Induction of B-lymphoid leukemia in mice by Tel-Abl requires the Grb2 binding site. A Kaplan-Meier-style survival curve for recipients of bone marrow from non-5-FU-treated donors transduced with MSCV neo retrovirus expressing p210 BCR-ABL, TEL-ABL, TEL-ABL Y314F, and TEL-ABL Δexon5 (Δe5) is shown. The number of recipients in each arm is shown in parentheses; all recipients of p210 BCR-ABL-transduced marrow developed B-ALL. The symbols indicate individual TEL-ABL recipient mice, with the disease phenotype of each designated by the shading (open, B-ALL; shaded, T-ALL). The difference in the survival of recipients of p210 BCR-ABL-transduced marrow and any of the recipients of TEL-ABL-transduced marrow was highly significant (P < 0.001; Mantel-Cox test). The difference in survival between recipients of marrow transduced with full-length TEL-ABL and TEL-ABL Δe5 was significant (P = 0.016; Mantel-Cox test), while the difference between TEL-ABL and TEL-ABL Y314F or between the two TEL-ABL mutants was not significant. BMT, bone marrow transplantation.

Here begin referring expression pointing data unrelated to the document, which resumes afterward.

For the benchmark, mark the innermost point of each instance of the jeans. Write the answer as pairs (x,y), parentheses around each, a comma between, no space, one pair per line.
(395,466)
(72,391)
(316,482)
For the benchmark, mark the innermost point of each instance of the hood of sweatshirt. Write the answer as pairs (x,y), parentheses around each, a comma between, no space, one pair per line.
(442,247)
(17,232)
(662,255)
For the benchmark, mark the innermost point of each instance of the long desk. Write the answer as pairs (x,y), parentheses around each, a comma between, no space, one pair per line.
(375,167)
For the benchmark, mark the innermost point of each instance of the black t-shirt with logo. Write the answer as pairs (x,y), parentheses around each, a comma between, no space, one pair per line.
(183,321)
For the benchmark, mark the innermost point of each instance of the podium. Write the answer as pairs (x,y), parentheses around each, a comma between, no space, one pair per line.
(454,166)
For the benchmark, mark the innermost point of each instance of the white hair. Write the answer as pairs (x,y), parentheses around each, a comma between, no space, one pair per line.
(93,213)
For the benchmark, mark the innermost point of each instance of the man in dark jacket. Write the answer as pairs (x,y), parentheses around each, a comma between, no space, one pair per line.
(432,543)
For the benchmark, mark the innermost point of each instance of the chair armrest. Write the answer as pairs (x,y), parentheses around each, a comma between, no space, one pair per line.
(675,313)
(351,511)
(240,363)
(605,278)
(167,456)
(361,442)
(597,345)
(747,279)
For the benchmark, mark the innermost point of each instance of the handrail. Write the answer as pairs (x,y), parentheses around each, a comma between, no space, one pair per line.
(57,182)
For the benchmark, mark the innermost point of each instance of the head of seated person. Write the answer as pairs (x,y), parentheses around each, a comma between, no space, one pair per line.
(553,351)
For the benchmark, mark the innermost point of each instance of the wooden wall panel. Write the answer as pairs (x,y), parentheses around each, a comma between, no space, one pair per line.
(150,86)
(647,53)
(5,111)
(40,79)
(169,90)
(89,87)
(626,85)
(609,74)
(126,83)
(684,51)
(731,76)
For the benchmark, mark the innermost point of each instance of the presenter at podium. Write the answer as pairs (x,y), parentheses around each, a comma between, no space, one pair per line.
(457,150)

Decreased myeloproliferative disease and activation of MAPK and Akt by Tel-Abl Grb2 binding mutants. (A) Loss of the Grb2 binding site attenuates the induction of CML-like disease by Tel-Abl but has no effect on development of small-bowel syndrome. A Kaplan-Meier-style survival curve for recipients of bone marrow from 5-FU-treated donors transduced with MSCV neo retrovirus expressing p210 BCR-ABL, TEL-ABL, TEL-ABL Y314F, or TEL-ABL Δexon5 (Δe5) is shown. The number of recipients in each arm is shown in parentheses. The survival curve for BCR-ABL is a composite of curves for previously reported mice (29) and additional mice transplanted concurrently with the TEL-ABL recipients; all recipients in this arm developed CML-like disease. The symbols indicate individual TEL-ABL recipient mice, with the disease phenotype of each designated by the shading (solid, CML-like disease; open, small-bowel necrosis with acute fatty liver [SBS] [38]); shaded, splenic and marrow fibrosis. Mice with prominent histopathological features of both disease processes are indicated by dually shaded symbols. The TEL-ABL (exons 1 to 5) recipients were from transplants conducted concurrently with the TEL-ABL mutants and have been reported previously (38). The difference in survival between recipients of TEL-ABL-transduced marrow and recipients of marrow transduced with either TEL-ABL mutant was highly statistically significant (P < 0.001; Mantel-Cox test), while there was no significant difference between the survival of recipients of marrow transduced by the two TEL-ABL mutants. BMT, bone marrow transplantation. (B) Impaired ERK/MAPK and Akt activation in primary myeloid progenitors by Tel-Abl Y314F. Lysates from primary bone marrow mononuclear cells transduced with empty MINVneo vector or MINVneo expressing the indicated Abl fusion protein were blotted with anti-Abl, anti-phospho-ERK (α-pErk), anti-pan-ERK (α-Erk), anti-phospho-Akt (α-pAkt), or anti-pan-Akt (α-Akt) antibodies, as indicated. The results are representative of two independent experiments.